Mechanics of roots in modeled soil substrates
Résumé
The presence of zones of high mechanical resistance is one of the most common physical limitations to soil exploration by roots, which has direct impacts on yield crops. In order to decipher the elementary mechanisms involved in the mechanical feedback between the plant root growth and the granular structure of the soil [1], we investigated the mechanical properties of the root as well as the root trajectory in different impeding substrates. First, we studied the longitudinal Young modulus of non-lignified plant roots tested in compression for different external environments. Control experiments on non-drying roots placed in isotonic osmotic solutions showed no evolution of the root’s Young’s modulus whose value was around 2 MPa. On the contrary, the experiments performed in air exhibited a dramatic increase of the root’s Young’s modulus with the drying time, sometimes by a factor of 35. Moreover, the Young’s modulus was observed to scale as a decaying power-law with the root’s cross-section measured at different times of drying.

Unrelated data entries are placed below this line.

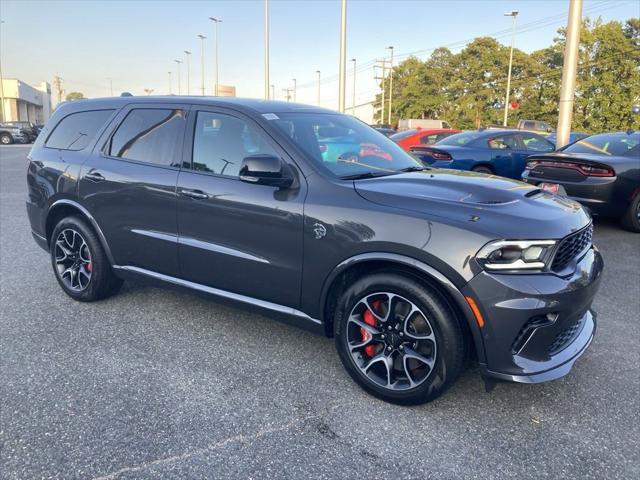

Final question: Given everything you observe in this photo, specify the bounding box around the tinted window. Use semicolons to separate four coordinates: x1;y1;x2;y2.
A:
192;112;279;177
521;133;555;152
109;108;185;166
488;135;520;150
271;113;419;177
45;110;113;150
563;132;640;155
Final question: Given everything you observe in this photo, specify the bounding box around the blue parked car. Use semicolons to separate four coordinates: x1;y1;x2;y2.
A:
411;130;555;180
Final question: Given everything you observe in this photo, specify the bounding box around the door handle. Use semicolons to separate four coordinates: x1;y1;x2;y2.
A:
84;172;105;182
180;188;209;200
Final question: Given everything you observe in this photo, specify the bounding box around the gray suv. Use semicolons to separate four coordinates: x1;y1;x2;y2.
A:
27;97;603;404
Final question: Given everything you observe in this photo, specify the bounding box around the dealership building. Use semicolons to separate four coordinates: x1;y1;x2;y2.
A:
0;78;52;124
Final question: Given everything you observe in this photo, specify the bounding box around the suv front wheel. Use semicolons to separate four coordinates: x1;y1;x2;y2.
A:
50;217;122;302
334;273;464;405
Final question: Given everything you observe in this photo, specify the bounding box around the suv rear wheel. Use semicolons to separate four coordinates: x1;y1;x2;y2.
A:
334;273;464;405
50;217;122;302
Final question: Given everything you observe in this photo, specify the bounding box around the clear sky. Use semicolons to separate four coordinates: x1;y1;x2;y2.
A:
0;0;640;108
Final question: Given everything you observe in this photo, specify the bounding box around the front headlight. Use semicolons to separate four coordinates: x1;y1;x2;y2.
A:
476;240;556;270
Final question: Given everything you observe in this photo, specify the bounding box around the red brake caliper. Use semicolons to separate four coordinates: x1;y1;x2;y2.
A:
360;300;380;357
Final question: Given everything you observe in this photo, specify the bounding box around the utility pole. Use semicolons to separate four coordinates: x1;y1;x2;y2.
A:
316;70;320;106
264;0;269;100
198;34;207;97
502;10;518;127
209;17;222;97
184;50;191;95
556;0;582;149
53;75;64;103
383;47;393;126
174;60;182;95
351;58;356;116
338;0;347;113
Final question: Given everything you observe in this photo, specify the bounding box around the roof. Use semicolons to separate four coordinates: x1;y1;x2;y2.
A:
55;95;336;114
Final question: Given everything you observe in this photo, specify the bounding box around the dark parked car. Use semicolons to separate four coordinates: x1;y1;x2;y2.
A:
523;132;640;232
27;97;603;404
0;123;29;145
410;130;555;179
4;121;40;143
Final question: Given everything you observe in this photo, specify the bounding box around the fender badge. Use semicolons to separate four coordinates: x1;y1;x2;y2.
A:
313;223;327;240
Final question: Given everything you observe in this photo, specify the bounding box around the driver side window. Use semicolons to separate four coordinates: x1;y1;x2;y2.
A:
192;112;280;177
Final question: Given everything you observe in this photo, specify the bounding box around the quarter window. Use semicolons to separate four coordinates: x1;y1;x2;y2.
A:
192;112;279;177
109;108;185;166
44;110;113;151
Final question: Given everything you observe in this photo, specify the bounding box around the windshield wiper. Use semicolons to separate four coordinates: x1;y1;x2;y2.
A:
340;172;396;180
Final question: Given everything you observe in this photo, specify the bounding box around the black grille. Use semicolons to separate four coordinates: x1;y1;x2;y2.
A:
549;318;583;355
551;224;593;272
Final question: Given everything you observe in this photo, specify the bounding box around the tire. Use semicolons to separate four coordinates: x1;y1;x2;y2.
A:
620;193;640;233
334;272;465;405
50;216;122;302
471;165;494;175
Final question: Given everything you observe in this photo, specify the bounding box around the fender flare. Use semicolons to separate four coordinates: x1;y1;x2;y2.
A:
45;198;115;265
320;252;486;363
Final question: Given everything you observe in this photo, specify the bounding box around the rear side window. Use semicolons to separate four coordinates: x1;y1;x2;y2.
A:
44;110;113;150
108;108;185;166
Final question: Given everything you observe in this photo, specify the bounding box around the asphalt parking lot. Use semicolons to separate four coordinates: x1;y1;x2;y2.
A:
0;146;640;479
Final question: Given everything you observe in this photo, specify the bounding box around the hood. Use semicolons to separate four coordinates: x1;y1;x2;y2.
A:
354;169;590;239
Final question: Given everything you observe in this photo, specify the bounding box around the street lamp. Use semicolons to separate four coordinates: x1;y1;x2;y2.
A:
184;50;191;95
174;60;182;95
502;10;518;127
383;47;393;127
209;17;222;96
198;34;207;97
351;58;356;115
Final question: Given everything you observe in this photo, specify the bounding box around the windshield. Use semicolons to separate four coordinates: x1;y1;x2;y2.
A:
389;130;418;140
265;113;421;178
436;132;482;145
562;132;640;156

We interpreted our results in the framework of the mechanics of cellular foams [2]. This explains why the rigidity of thinner roots whose drying process is more efficient, increases faster with time. Second, we began to characterize the root growth, trajectory or branching pattern, in different model substrates exerting either a localized constriction on the root axis or repeated mechanical stresses. We focused on the elementary event of a root growing in a short elastic tube mimicking the passage of a root in the pore between the movable grains of a granular soil. We progressively complicate the interaction between roots and the mechanical obstacles by observing via time-lapse photography the root growth in arrays of fixed posts of different rigidities, or even in assembly of grains.